Les petits problèmes entre éleveurs et cultivateurs ne peuvent pas finir, mais on n’a jamais envoyé un éleveur burkinabè à la police ou à la gendarmerie. Quand un problème survient on fait asseoir les protagonistes sur la table de discussion. S’il y a eu des dégâts dans le champ, on demande à l’éleveur de payer un peu pour satisfaire le cultivateur. Et on donne aussi un avertissement à l’éleveur de faire en sorte que ses bœufs ne rentrent plus dans le champ du cultivateur. Parce que si on ne cultive pas, on ne peut pas vivre. S’il n’y a pas de bœufs aussi on ne peut pas manger de la viande. Chacun prend soin de ce qu’il a et on avance.

Comment vivez-vous ces moments de turbulences entre le Burkina et la Côte d’ivoire ?
Quand les choses ont commencé, j’étais en convalescence. Mais je peux vous dire que jusque-là, nous ne sentons rien. Pour nous la population si le commerce marche bien, les cultures marchent bien aussi. Il y a la cohésion entre nous, le reste nous ne concerne pas. Il est évident que la crise sécuritaire au Burkina a des répercussions sur les Burkinabè qui vivent ici, parce que chacun a son parent au Burkina Faso. Ceux qui sont ici et se débrouillent, doivent envoyer quelque chose pour aider ses parents ou son ami au pays. Nous prions Dieu pour que la situation s’améliore au Burkina Faso.
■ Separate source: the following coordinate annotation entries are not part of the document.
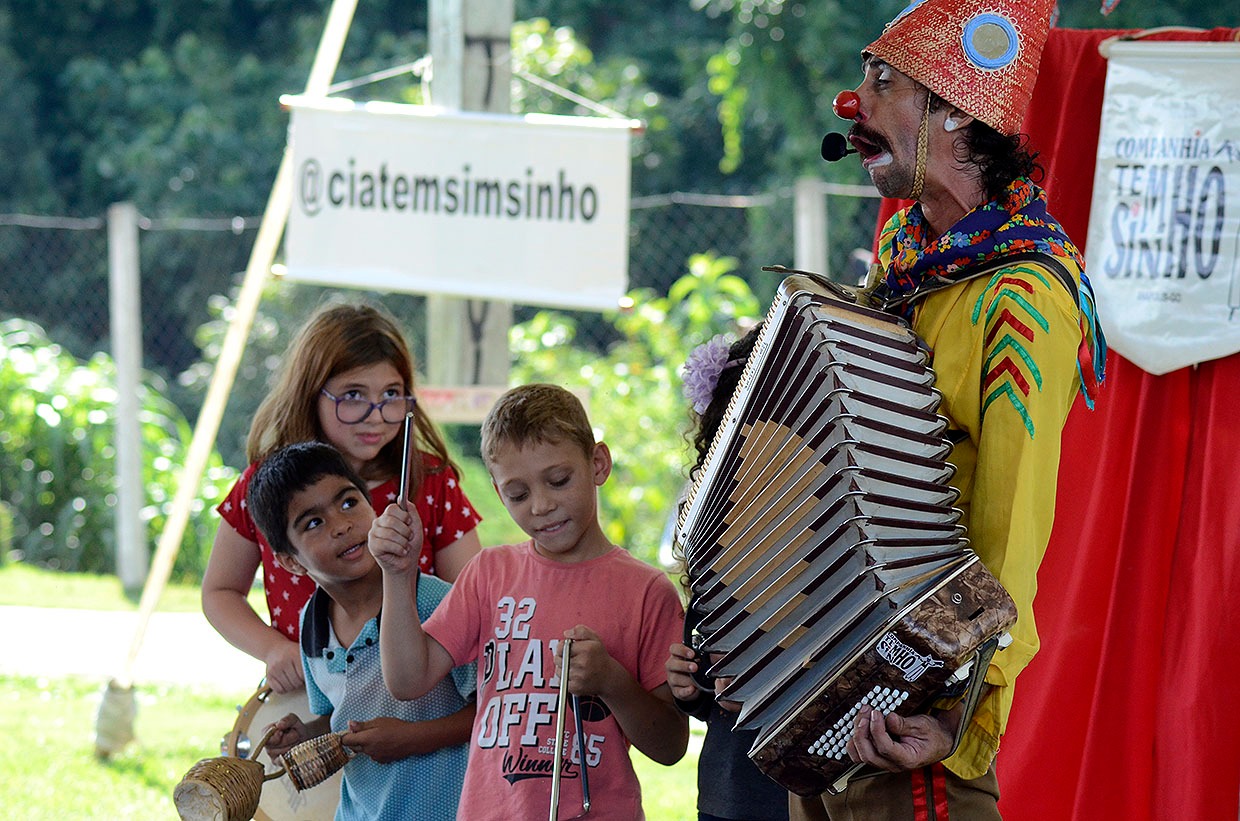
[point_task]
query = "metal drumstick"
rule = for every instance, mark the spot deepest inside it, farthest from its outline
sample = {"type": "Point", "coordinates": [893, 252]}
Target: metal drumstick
{"type": "Point", "coordinates": [558, 758]}
{"type": "Point", "coordinates": [580, 755]}
{"type": "Point", "coordinates": [407, 463]}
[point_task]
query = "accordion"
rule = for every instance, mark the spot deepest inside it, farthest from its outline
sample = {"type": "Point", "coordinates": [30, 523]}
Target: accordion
{"type": "Point", "coordinates": [827, 566]}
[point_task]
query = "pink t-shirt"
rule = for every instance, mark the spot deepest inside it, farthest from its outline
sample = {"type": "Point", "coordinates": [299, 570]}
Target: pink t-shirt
{"type": "Point", "coordinates": [445, 515]}
{"type": "Point", "coordinates": [509, 610]}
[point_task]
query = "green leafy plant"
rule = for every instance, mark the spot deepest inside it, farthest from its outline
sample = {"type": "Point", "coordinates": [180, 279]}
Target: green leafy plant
{"type": "Point", "coordinates": [634, 388]}
{"type": "Point", "coordinates": [57, 458]}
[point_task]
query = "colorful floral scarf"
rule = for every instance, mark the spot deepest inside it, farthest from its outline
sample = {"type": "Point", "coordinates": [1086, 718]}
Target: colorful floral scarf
{"type": "Point", "coordinates": [1014, 222]}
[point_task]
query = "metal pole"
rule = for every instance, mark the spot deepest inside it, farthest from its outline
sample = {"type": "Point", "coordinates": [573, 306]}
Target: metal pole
{"type": "Point", "coordinates": [124, 301]}
{"type": "Point", "coordinates": [471, 70]}
{"type": "Point", "coordinates": [810, 241]}
{"type": "Point", "coordinates": [262, 256]}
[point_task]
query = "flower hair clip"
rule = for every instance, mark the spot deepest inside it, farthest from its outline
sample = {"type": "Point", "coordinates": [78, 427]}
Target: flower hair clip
{"type": "Point", "coordinates": [702, 370]}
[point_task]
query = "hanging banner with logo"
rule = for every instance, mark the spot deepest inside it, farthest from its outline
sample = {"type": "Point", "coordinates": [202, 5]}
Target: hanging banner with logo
{"type": "Point", "coordinates": [531, 208]}
{"type": "Point", "coordinates": [1163, 248]}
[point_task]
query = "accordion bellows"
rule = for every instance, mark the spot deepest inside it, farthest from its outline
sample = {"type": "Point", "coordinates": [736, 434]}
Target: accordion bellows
{"type": "Point", "coordinates": [826, 561]}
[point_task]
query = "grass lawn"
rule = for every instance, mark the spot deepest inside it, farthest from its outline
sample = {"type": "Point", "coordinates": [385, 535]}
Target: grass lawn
{"type": "Point", "coordinates": [48, 764]}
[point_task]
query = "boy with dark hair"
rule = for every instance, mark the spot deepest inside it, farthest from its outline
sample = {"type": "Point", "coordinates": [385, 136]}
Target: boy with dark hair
{"type": "Point", "coordinates": [513, 605]}
{"type": "Point", "coordinates": [315, 512]}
Toutes les religions y compris les féticheurs se sont retrouvées ici pour prier pour que la situation au Burkina Faso puisse prendre fin, et que les autorités puissent s’entendre pour que le pays avance. Si vous voyez tout ce monde réuni ici ce matin (il fait allusion à son grin), c’est parce qu’il y a l’entente. Parce qu’il y a la tolérance, la paix, la compréhension. Donc au Burkina aussi s’il y a la même chose, ça va aller. Nous avons créé nous-mêmes, notre service social. Je prends un exemple, ma ville d’origine est Kaya. Donc si quelqu’un a un problème, qu’il soit malade mentalement, hospitalisé, j’appelle les gens de Kaya je demande à chacun de faire la solidarité, on cotise. Celui qui a 1000 FCFA ou 200 FCFA, on met ensemble pour pouvoir aider ceux qui en ont besoin. Si vous voyez que les 47 chefs de communauté sont à ma disposition, c’est parce qu’il y a la solidarité entre eux d’abord avant que je puisse m’engager ; puisqu’on n’est pas payé, sans la solidarité entre nous on ne peut rien faire.